In ogni caso la capacità di sapere spendere i soldi pubblici è una pratica che noi siciliani e meridionali in genere dovremmo imparare. Lo spreco di risorse pubbliche ha caratterizzato, infatti, decenni di politiche industriali nel sud. Dalla cassa per il mezzogiorno ai fondi europei è un susseguirsi di tanta spesa e poco sviluppo. Gela, in particolare, alla fine degli anni cinquanta è stata interessata dal fenomeno di “industrializzazione forzata”, voluta dal Governo dell’epoca, anche grazie allo scoperta del petrolio nel suo territorio. Di una causa direttamente legata all’ insediamento del petrolchimico nella nostra città, cioè la realizzazione del quartiere residenziale di Macchitella, si è parlato martedì scorso nell’ambito della rassegna “Cunta”. Ne hanno discusso gli architetti Michele Merlo e Angelo Cannizzaro, raccontando la storia e le linee architettoniche che hanno portato alla nascita del quartiere dell’Eni. La serata si è conclusa con l’intervento del Prof. Carlo Severati, storico dell’architettura all’università di Roma tre. Michele Merlo ci ha presentato il quartiere che poteva essere ma che non abbiamo mai visto: il progetto di Macchitella, commissionato personalmente da Enrico Mattei all’architetto Edoardo Gellner, è stato infatti successivamente bloccato dall’Eni.

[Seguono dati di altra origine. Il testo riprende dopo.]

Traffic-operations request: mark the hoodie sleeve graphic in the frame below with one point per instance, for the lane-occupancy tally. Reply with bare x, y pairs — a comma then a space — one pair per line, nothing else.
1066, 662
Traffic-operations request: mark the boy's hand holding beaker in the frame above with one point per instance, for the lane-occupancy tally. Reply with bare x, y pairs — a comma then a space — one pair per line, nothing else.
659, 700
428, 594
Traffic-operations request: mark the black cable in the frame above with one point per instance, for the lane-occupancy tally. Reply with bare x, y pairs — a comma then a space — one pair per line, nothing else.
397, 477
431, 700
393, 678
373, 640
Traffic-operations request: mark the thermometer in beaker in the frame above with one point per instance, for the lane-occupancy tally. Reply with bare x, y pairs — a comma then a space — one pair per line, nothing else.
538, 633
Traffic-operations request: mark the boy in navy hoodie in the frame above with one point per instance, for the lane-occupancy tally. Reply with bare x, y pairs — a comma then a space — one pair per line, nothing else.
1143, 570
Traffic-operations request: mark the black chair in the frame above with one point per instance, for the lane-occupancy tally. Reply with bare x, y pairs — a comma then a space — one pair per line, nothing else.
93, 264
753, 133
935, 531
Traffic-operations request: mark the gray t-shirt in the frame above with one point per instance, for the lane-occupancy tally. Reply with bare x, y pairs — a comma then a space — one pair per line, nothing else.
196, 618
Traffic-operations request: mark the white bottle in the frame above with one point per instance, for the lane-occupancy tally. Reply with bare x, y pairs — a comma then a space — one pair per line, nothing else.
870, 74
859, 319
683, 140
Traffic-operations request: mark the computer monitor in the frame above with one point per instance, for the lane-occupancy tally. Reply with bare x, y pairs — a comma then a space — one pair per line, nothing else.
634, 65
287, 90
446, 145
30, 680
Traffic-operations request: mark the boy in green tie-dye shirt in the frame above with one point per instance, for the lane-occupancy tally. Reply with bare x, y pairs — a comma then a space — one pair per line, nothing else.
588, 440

Una cosa abbiamo capito, anche da non esperti in materia: l’idea di questo architetto si basava sul rispetto del paesaggio preesistente all’industrializzazione, forse sarebbe stato troppo riguardoso nei confronti di un territorio che si stava colonizzando. Angelo Cannizzaro ha mostrato, invece, la genesi e la realizzazione del progetto formulato dallo studio milanese Nizzoli-Oliveri che, sia pure non totalmente, poi si è attuato. Quindi, la Macchitella che noi abbiamo conosciuto trenta anni fa è figlia di questo progetto, mentre il quartiere che oggi vediamo è opera della scelleratezza della nostra classe politica e imprenditoriale. Anche dall’intervento dell’architetto Cannizzaro, abbiamo avuto la conferma che la socializzazione voluta dall’Eni riguardava i rapporti tra i dirigenti e gli operai dello stabilimento e non considerava quella ben più importante con il resto della città. Della frattura sociale tra Gela e l’insediamento Eni si è occupata la ricerca sociologica di questi decenni, a sanare questa frattura ci hanno pensato i palazzinari pubblici e privati (tutti regolarmente sovvenzionati con contributi regionali) che hanno cementificato gli spazi tra Capo soprano e Macchitella. È possibile recuperare i danni urbanistici, ambientali e sociali nella nostra città? Difficile ma non impossibile. Affinché ciò succeda il mutamento culturale è fondamentale e svolgere incontri di un certo livello può essere un buon punto d’inizio.